Quei pannelli solari che da noi vengono venduti per scaldare l’acqua delle piscine, nei paesi poveri potrebbero essere utilizzati per azionare delle semplici pompe per sollevare l’acqua dai pozzi. Da noi si parla di costruire centrali termoelettriche alimentate con “biomassa” costituita da olio di palma o oli vegetali importati dai paesi poveri, i quali così diventano più poveri e distruggono la loro agricoltura e l’ambiente per fornire ai paesi ricchi sostituti dei combustibili fossili. Invece la biomassa costituita da residui agricoli e forestali, disponibili in tanti villaggi, potrebbe essere utilizzata, in modo più efficiente e meno inquinante, con perfezionamenti delle stufe costruite negli stessi paesi arretrati utilizzando rottami metallici o vecchi fusti abbandonati. E’ il campo di lavoro delle “tecnologie intermedie” o “appropriate”, che propongono soluzioni “semplici” ma tecnicamente efficaci per risolvere i problemi locali dei singoli paesi.

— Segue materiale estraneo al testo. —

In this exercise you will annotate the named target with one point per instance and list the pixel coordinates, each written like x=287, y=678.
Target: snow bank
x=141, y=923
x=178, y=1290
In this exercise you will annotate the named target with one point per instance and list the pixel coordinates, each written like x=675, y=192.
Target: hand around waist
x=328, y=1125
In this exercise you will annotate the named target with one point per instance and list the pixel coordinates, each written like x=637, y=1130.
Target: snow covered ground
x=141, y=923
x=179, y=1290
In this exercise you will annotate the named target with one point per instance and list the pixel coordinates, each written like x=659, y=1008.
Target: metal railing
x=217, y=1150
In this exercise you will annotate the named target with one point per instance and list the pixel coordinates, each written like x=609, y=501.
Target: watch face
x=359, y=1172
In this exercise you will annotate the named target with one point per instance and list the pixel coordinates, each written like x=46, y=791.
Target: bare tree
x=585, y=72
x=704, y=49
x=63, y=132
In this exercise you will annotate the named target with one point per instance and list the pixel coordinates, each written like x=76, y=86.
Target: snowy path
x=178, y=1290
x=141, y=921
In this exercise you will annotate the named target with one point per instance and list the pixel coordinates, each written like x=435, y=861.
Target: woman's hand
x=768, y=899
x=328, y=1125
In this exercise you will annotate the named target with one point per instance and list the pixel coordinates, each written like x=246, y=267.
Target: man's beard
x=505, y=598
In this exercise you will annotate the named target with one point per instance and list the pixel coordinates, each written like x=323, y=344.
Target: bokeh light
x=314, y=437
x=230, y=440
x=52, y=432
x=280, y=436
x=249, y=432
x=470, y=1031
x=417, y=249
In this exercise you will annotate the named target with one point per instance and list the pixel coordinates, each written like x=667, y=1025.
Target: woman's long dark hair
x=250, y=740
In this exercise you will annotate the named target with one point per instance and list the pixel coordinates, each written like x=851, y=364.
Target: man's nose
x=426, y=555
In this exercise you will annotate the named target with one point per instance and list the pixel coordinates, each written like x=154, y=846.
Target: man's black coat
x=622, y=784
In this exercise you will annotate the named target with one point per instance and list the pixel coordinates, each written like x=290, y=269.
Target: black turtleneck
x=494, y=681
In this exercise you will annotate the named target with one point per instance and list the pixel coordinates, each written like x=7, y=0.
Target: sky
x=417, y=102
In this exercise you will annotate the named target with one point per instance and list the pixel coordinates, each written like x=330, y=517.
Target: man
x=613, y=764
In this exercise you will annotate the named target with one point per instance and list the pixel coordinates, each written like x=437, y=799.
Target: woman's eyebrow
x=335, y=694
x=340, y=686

Fra le “nuove” fonti di energia le Nazioni Unite a Roma insistettero per inserire quella geotermica, con una visita a Larderello, in Toscana, che era all’avanguardia nella produzione di elettricità dal vapore geotermico. Dalle fonti energetiche rinnovabili dipenderà sempre più il futuro, sia nei paesi ricchi sia in quelli poveri; per un vero progresso in questo campo forse non sarà male anche andare a riscoprire vecchie invenzioni dimenticate e magari sepolte negli atti delle conferenze di mezzo secolo fa. Forse la salvezza può venire da ricerche di “storia dell’energia solare” e delle fonti rinnovabili, di cui ci ben pochi si occupano.